Here are some floor-sitting positions to help your body alignment:

Squat – This is the default resting position of humans.  Kids do it naturally, but once they go to school and sit on chairs, they stop squatting.  Keep your heels on the ground so that the pressure of your body weight is evenly distributed.  This position increases the body’s flexibility and strengthens your quads.

Crossed Legs – This used to be my favorite way to sit.  I find it comfortable if my hips aren’t tight.  I realize now that if I did it more often, my hips would be more flexible. You can place your feet flat against each other or place your calves against each other.

Modified Crossed Legs – From the basic crossed leg position, bring one leg up and place the foot flat on the floor.  Place opposite hand flat on the floor to support yourself if that’s more comfortable. Switch hands and/or legs if you get uncomfortable.

Note – A cushion is allowed during your body’s transition from tightness to being happy on the ground.  This Ground Cushion is $219.00.


Activities to do on the floor:

Watch television.  We watch a lot of TV in America and that’s a lot of couch-sitting.  Move to the floor.  Start by sitting in front of the couch.  When your body isn’t comfortable, change to another sitting position that’s more comfortable, repeat as often as necessary.

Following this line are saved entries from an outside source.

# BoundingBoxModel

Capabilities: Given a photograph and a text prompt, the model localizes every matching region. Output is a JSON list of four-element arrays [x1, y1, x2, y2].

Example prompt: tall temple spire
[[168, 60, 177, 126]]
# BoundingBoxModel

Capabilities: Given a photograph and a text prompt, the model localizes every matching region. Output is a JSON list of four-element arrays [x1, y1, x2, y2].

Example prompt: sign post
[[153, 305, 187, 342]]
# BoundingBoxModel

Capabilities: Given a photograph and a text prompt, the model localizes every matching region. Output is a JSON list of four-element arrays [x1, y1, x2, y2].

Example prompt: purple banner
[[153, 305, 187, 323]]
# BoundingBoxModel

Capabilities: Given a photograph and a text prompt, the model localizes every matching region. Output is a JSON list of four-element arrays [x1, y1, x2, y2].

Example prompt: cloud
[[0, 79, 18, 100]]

Work – I often need to organize my research and my desktop is not large enough, so I move to the floor where I can spread out.  I also do any present wrapping on the floor.

Practice the sitting-rising test – I have read many times that we all should be able to sit down on the floor and rise as a test of our strength, balance, and flexibility.  The test was developed in the 1990s by Brazilian researchers as a prediction of mortality risk in the elderly and I’ve been trying for years to master it.  It’s hard! Click here for how to score yourself.

I have a friend who routinely sits cross-legged on the floor whenever she can.  If we are chatting with a group, she’s on the floor.  Even if we are having an informal meeting in someone’s home, she’ll sit on the floor. She’s very flexible!

10 points for the above movements to stand

Deduct a point for each of the above aids to stand up


Here’s the bad news – we need to move more, and exercise does not equal movement.  Moving the same way for too long and once a day, as in the Peleton or a treadmill “does not replace constant movement in a variety of directions all day long” according to Katy Bowman.

In conclusion, Ground or Floor Sitting gets you out of a chair and will increase your mobility as your body re-learns to be comfortable sitting on the ground.  In addition, getting down on the ground and rising will increase strength and flexibility.  Gandhi set a good example.